Поглощенный этим зрелищем, Арваль сидел на корточках на краю обрыва и наблюдал за последним чудом в своей жизни разведчика, которая показала ему столько чудес. Он наверняка разглядел, как под силой напора перевернулись сераки, как снег, гонимый ветром, пронесся назад вверх по склону и вырвался с бешеной силой в воздух. Лично я не видел, как он поднялся вверх, я давно уже закрыл глаза, зарывшись в снег, будто это могло помешать ветру оторвать меня от земли, но Эрг говорит, что видел, как Арваль молнией метнулся в небо. И я ему верю.
Ороси! Все не сейчас… А что теперь? А теперь слишком поздно.
— Уходим за холм! Привал! — бросил Голгот, поднявшийся первым.

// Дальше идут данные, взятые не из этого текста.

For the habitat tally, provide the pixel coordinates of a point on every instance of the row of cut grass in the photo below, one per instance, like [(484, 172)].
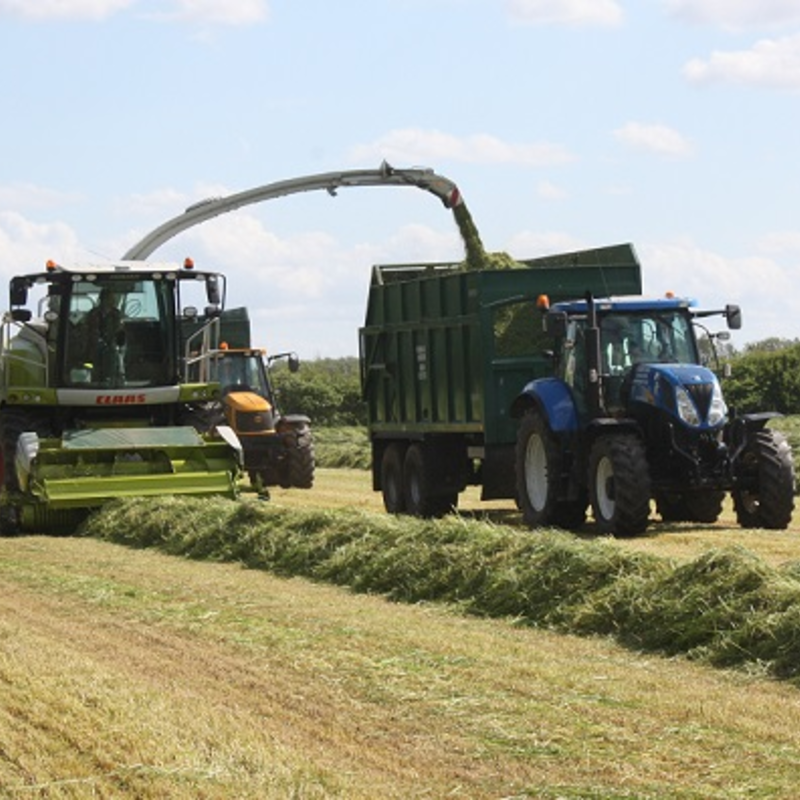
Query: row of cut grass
[(726, 607)]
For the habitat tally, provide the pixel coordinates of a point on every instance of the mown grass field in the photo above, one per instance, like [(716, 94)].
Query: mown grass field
[(126, 671)]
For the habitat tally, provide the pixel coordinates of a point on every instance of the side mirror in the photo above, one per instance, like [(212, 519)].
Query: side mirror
[(555, 324), (734, 316), (19, 291), (212, 290)]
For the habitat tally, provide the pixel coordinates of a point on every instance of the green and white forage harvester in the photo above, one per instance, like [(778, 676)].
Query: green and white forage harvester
[(95, 403)]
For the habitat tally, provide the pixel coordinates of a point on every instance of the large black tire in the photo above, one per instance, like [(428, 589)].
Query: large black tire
[(394, 500), (13, 422), (704, 507), (765, 496), (538, 461), (300, 461), (422, 495), (619, 484)]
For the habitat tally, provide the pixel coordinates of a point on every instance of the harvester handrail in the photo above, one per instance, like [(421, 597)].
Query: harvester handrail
[(209, 343), (8, 356)]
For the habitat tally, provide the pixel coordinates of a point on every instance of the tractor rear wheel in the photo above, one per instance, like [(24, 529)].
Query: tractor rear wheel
[(765, 496), (300, 460), (619, 484)]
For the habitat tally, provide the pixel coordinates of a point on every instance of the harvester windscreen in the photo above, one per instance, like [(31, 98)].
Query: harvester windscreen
[(119, 333)]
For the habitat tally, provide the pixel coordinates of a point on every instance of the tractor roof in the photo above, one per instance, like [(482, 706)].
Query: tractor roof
[(629, 305)]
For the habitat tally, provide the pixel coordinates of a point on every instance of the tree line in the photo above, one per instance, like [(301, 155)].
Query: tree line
[(764, 376)]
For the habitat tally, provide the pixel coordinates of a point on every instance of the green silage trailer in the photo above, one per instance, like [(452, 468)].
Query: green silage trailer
[(445, 351)]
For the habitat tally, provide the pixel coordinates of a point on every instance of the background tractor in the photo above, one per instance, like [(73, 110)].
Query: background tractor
[(278, 448)]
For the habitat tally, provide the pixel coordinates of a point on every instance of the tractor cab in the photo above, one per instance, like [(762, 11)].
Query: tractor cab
[(618, 352)]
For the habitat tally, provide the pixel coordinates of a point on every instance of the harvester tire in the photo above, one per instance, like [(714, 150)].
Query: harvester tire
[(300, 461), (619, 484), (538, 469), (766, 497), (12, 424)]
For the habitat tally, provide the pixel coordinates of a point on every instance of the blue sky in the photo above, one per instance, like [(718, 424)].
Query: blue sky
[(672, 124)]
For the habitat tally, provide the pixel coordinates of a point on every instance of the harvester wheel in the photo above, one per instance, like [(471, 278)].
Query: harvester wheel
[(765, 498), (538, 467), (619, 484), (392, 479), (419, 485), (300, 461), (12, 424)]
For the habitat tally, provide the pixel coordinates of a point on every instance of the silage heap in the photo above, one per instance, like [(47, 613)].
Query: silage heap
[(726, 608)]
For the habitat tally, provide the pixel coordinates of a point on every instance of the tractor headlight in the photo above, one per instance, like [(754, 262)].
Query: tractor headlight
[(687, 410), (717, 410)]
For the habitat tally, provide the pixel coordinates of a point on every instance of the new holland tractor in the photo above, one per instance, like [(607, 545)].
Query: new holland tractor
[(94, 399), (631, 415)]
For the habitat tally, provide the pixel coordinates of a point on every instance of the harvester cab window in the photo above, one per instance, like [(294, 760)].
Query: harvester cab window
[(116, 337)]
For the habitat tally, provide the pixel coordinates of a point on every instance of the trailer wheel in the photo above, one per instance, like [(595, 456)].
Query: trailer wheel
[(765, 495), (392, 479), (419, 486), (619, 484)]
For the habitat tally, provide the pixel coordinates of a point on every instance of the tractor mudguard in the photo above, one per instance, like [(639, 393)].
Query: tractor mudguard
[(555, 401)]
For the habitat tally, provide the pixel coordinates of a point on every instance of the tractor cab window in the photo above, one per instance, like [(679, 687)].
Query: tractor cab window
[(240, 372), (653, 337), (118, 334)]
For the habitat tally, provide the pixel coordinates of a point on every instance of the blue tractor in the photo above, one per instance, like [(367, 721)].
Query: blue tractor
[(632, 415)]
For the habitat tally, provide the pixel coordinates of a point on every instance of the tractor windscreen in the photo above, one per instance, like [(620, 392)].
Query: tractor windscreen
[(120, 333), (630, 338)]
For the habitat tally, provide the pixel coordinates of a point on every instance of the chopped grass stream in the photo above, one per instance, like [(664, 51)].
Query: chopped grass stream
[(726, 607)]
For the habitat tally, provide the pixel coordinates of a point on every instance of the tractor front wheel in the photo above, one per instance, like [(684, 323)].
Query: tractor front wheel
[(619, 484), (538, 470)]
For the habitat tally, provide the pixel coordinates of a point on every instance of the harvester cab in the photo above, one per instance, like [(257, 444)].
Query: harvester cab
[(278, 448), (632, 414), (94, 398)]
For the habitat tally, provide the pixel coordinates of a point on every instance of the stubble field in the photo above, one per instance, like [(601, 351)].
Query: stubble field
[(130, 673)]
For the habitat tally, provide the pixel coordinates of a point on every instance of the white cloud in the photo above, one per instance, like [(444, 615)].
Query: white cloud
[(770, 62), (222, 12), (736, 14), (565, 12), (654, 138), (414, 146)]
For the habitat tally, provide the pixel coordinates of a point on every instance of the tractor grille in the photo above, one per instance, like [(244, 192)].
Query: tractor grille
[(701, 394)]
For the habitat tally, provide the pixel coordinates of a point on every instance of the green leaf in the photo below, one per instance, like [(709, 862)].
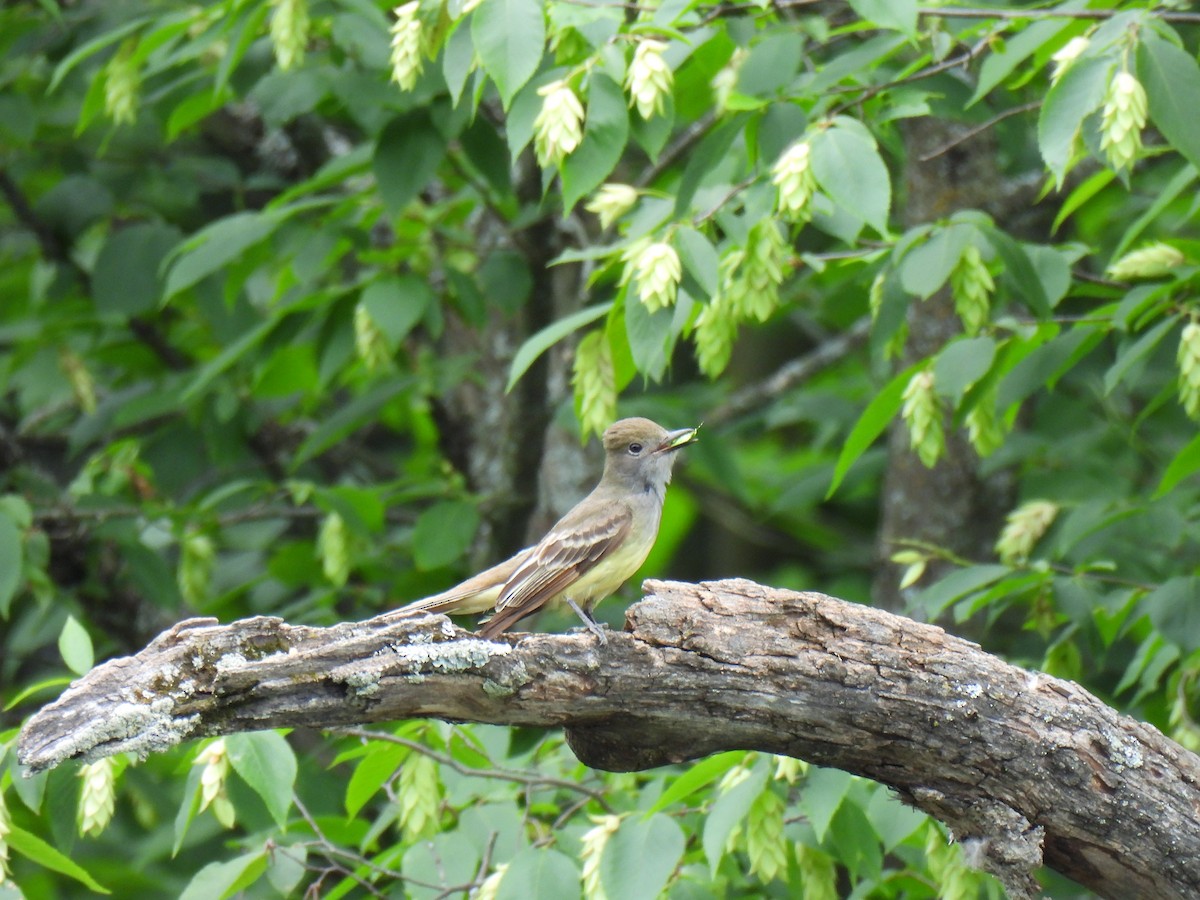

Он пытался сдерживать мощность контрудара, что валила его к земле, но покачнулся и повалился в гору нанесенного контрлавиной снега у нас за спиной. Не совещаясь, мы инстинктивно принялись утрамбовывать снег в большой прямоугольник пять на шесть, выстраивая оградительную стену из блоков, что Тальвег механически нарезал шлифмашиной. По щекам его катились слезы. Ларко и Кориолис вытащили палатку из рюкзака Горста, который, отвернувшись, что-то бормотал, обращаясь к Карсту, он все время с ним разговаривал еле слышными фразами, в которых ничего нельзя было разобрать. Сокольник позвал назад своих птиц, он, наверное, здорово за них испугался. А чуть поодаль сидел на снегу ястребник и гладил ястреба. В такие моменты полного отчаяния нам особенно не хватало тепла Альмы, заботы Аои, и Каллирое не могло быть замены. Они умели разделить случившиеся с другими беды, без них мы все съеживались, уходили в себя. Нас осталось всего двенадцать. Каждый день с нашего выхода из лагеря мне казалось, что среди нас кого-то не хватает, я то и дело вынуждена была себя контролировать, чтобы с моих уст не срывались неуместные вопросы «А куда делся?.. А где запропастилась?..», которые и так часто звучали от Голгота. Он до сих пор думал, что ему достаточно в ладоши хлопнуть, и Каллироя из-за холма появится, и костер нам разведет. С огнем, между прочим, становилось все сложнее, запасы масла подходили к концу. А про еду и говорить нечего: вчера нас от голодной смерти спас горностай, но если птицы сегодня не принесут добычи, то как быть? На нас страшно
было смотреть, на лицах пролегли морщины до самой глубины души.
— Так, ладно, я сервала за хвост тянуть не буду, — начал Голгот. — Я себя как в трясине чувствую, до меня сейчас туго доходит. Мне одно понятно: перед нами кратер подрывной и как через него перебраться я ума не приложу. А если в обход по гребню идти, то тут крылья нужны, чтоб вовремя в космос драпануть, только нас такому не учили… В общем, если кто из вас что-то умное сказать может, то валяйте…
— Я должна вам кое-что объяснить, — начала она и все сразу обратились в слух, — но сначала должна перед вами извиниться, пусть теперь это все и напрасно. Я знала, что нас ждет, но не осмелилась вам сказать. Я хотела вас уберечь. Моя мама…
— И была права! — отрезал Голгот. — Пьетро вон тоже был в курсе и все равно оклематься не может!
— Пьетро, что тебе сказал отец?
— Он мне много рассказывал про мост. Об ошибках, которые они совершили из упрямства, из нетерпения, из-за голода. Потом сказал, что за мостом они наткнулись на вот этот вулкан…
— Так и сказал? Вулкан?
— Да. И у них тоже был в прошлом опыт контра вдоль кратеров. А на Ланкманнаро они даже попали на извержение. Но он сказал, что на этот раз все будет выглядеть совсем иначе, что мы будем сбиты с толку…
— Он объяснил тебе, что они сделали?